Novo Código Ambiental, mais perdas que ganhos
Desde 2012, quando foi aprovado no Senado federal e sancionado pela presidente Dilma Rousseff o novo Código Florestal ficou mais difícil fiscalizar e obrigar os produtores rurais a respeitar as Áreas de Preservação Permanente (APP's) em suas propriedades. O novo Código, de acordo com o capitão da Polícia Ambiental de Rio Preto, Alessandro Daleck, foi um verdadeiro retrocesso na questão ambiental.
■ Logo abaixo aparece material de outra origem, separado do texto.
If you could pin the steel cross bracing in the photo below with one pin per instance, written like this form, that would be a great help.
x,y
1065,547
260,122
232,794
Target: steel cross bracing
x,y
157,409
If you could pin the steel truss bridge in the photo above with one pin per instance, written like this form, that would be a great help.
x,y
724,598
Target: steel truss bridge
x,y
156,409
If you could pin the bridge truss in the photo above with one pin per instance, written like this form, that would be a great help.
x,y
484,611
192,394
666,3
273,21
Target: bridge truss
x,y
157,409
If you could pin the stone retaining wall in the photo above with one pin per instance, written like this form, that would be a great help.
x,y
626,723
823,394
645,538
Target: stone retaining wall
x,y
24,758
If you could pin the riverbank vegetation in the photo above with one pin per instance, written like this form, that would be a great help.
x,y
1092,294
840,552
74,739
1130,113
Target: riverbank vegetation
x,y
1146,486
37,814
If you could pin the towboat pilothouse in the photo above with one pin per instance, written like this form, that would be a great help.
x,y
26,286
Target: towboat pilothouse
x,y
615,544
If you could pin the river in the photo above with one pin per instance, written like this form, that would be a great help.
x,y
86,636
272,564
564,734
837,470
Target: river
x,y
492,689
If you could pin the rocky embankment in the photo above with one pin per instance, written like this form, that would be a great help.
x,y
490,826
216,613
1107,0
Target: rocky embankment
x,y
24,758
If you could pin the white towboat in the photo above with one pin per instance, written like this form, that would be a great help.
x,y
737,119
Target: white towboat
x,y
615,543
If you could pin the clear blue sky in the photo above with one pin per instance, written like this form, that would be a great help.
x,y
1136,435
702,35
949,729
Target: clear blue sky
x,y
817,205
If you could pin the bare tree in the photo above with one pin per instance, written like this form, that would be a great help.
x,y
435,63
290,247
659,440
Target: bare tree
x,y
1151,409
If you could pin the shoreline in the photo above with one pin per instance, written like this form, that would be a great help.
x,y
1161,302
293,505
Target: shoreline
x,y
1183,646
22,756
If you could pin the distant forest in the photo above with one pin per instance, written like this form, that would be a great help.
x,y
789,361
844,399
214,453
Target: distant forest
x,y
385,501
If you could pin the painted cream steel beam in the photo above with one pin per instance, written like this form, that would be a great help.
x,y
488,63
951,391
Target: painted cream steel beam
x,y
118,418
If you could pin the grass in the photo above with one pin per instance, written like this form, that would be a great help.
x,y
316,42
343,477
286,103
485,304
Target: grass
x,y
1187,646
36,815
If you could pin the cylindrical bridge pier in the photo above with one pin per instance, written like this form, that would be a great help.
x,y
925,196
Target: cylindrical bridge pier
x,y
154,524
“Para se ter uma ideia, os produtores rurais que mantinham algum tipo de cultura nas áreas de preservação antes de 2008, podem continuar com suas atividades normalmente, sem precisar reservar a área, mesmo que próximo às nascentes. Já os produtores que sempre respeitaram a legislação não podem mais mexer nas APP's, ou seja, de certa forma foram prejudicados com o novo Código”, afirma o capitão.
Menos multas
Ainda de acordo com o capitão da Polícia Ambiental, um reflexo bastante visível da alteração do Código, foi a redução do número de multas e advertências aplicadas aos produtores após 2012. Em 2013 e 2012 foram aplicadas 87 multas e advertências aos produtores por desrespeito as áreas de preservação. Nos dois anos anteriores (2011 e 2010), antes da aprovação do código, foram 201 multas e advertências aplicadas, queda de 56% das infrações registradas. “Isso mostra que estamos de mãos atadas. Pelo menos até o início do Cadastro Ambiental Rural, que deve entrar em vigor em 2017, não podemos multar os proprietários pelo uso indevido das APP's”, afirma o capitão.
Pode piorar
Para a pesquisadora da Unesp, Jaquelini Zeni, o novo Código tende a piorar uma situação que já estava difícil. “Mesmo obrigando o produtor a preservar essas áreas que são vitais para a permanência dos rios, isso não acontecia. Agora, com a “permissão” do uso da área, a tendência é de que mais nascentes desapareçam nesse período”, afirma.
Ferramenta
O Cadastro Ambiental Rural (CAR) é o cadastro eletrônico obrigatório a todas as propriedades e posses rurais. As informações do cadastro são declaratórias, de responsabilidade do proprietário ou possuidor rural, e farão parte do Sistema Nacional de Cadastro Ambiental Rural – o SiCAR, que ficará sob responsabilidade do Ministério do Meio Ambiente e do Ibama.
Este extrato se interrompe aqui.